What procedural steps would Denmark or Greenland have to take to modify or terminate the 1951 Defense of Greenland Agreement?
Executive summary
The 1951 Defense of Greenland Agreement is a bilateral treaty between Denmark and the United States that was enacted with Danish parliamentary approval and is expressly tied to NATO collective-defense obligations, lacking a fixed expiry and thus remaining in force indefinitely unless the parties agree to amend or terminate it [1] [2]. Modifying or ending the pact would require formal intergovernmental action—primarily Danish parliamentary steps and bilateral negotiations with the United States—while Greenland’s home-rule institutions have consultative rights under later arrangements but do not hold treaty-making authority over defense reserved to Denmark [1] [3] [4].

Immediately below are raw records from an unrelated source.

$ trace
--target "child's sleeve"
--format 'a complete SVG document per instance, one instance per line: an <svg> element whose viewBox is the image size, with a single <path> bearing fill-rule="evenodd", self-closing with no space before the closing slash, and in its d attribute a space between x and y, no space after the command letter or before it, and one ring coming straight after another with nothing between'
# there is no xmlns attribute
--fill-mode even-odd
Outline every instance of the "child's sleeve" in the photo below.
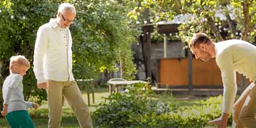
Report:
<svg viewBox="0 0 256 128"><path fill-rule="evenodd" d="M9 85L8 85L8 89L7 92L7 95L4 99L4 105L9 104L13 90L15 89L15 87L17 87L17 85L20 82L22 82L22 81L23 81L23 76L20 75L14 75L12 76L11 80L8 83Z"/></svg>
<svg viewBox="0 0 256 128"><path fill-rule="evenodd" d="M33 108L33 102L25 101L25 108Z"/></svg>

1. Legal status and duration: treaty bound, NATO–linked, no sunset
The agreement is a treaty that explicitly came into force upon parliamentary approval in Denmark and was framed as “in implementation of the North Atlantic Treaty,” meaning its legal purpose is embedded in NATO collective-defense planning rather than a standalone temporary arrangement [1]. Contemporary legal summaries and parliamentary material emphasize that the pact contains no fixed expiration date and therefore remains effective until amended or terminated by the parties, and its practical rationale is tied to NATO obligations [2] [5].
2. Who legally controls change: Denmark as contracting party, the U.S. as counterparty
Because the 1951 text is an international agreement between the Kingdom of Denmark and the United States, any formal amendment or termination must be effected between those two sovereign parties; Denmark’s internal ratification was a precondition for the treaty’s entry into force, so Danish parliamentary processes will again be central to any valid change [1] [6]. The United States, as the other contracting party, would have to consent to modifications or accept termination under standard treaty practice reflected in the historical documents [1] [6].
3. Formal procedural steps Denmark must take to amend or terminate
Practically, Denmark would need to initiate bilateral negotiations with the U.S. government and reach an agreed amendment or termination instrument, followed by the domestic steps required under Danish constitutional practice—most notably parliamentary approval to effect the change, since the original treaty required parliamentary ratification [1] [6]. Internationally, the agreed change would then be communicated to the United States and registered or notified per customary treaty procedures; the 1951 agreement’s linkage to NATO might also necessitate consultations within NATO planning channels given its purpose [1] [2].
4. Greenland’s role: consultative rights, not treaty authority
Greenland’s self-government transferred broad internal powers but left defence and foreign policy with Denmark, meaning Greenland cannot unilaterally rewrite or terminate the 1951 treaty; however, later arrangements—such as the Igaliku understandings and institutionalized Permanent Committees—create obligations to consult Greenlandic authorities and to inform them about changes affecting defense areas and environmental standards [3] [7] [4]. In short, Greenland would be an indispensable political stakeholder and bargaining partner in practice but lacks the legal standing to sign or revoke the 1951 treaty on its own [4] [3].
5. Practical and political obstacles; alternative pathways
Beyond legal steps, termination or major amendment faces entrenched operational, strategic, and political barriers: the agreement grants the U.S. broad access to establish and operate defense areas in Greenland (as documented in the technical schedules and historical accounts), and U.S. strategic interest—especially under NATO auspices—creates strong resistance to unilateral change [8] [9]. Some analysts argue the pact effectively gives the U.S. sweeping military access that can be adjusted without sovereignty transfer, a reality that complicates negotiations [9] [10]. Alternatives to outright termination include renegotiation of specific technical schedules, greater Greenlandic consultation guarantees, or parallel domestic legislation clarifying environmental and civil oversight—each requiring Denmark–U.S. agreement and sensitive political maneuvering [8] [3].
6. Bottom line: legal path is bilateral and parliamentary; politics will decide the rest
Legally, Denmark must negotiate with the United States and secure parliamentary approval to amend or terminate the 1951 Agreement, while Greenland’s institutions can press for stronger consultation and local conditions but cannot unilaterally change the treaty; practically, NATO linkage, U.S. strategic priorities, and domestic political dynamics in Copenhagen, Nuuk, and Washington will determine whether a negotiated change is feasible [1] [2] [3].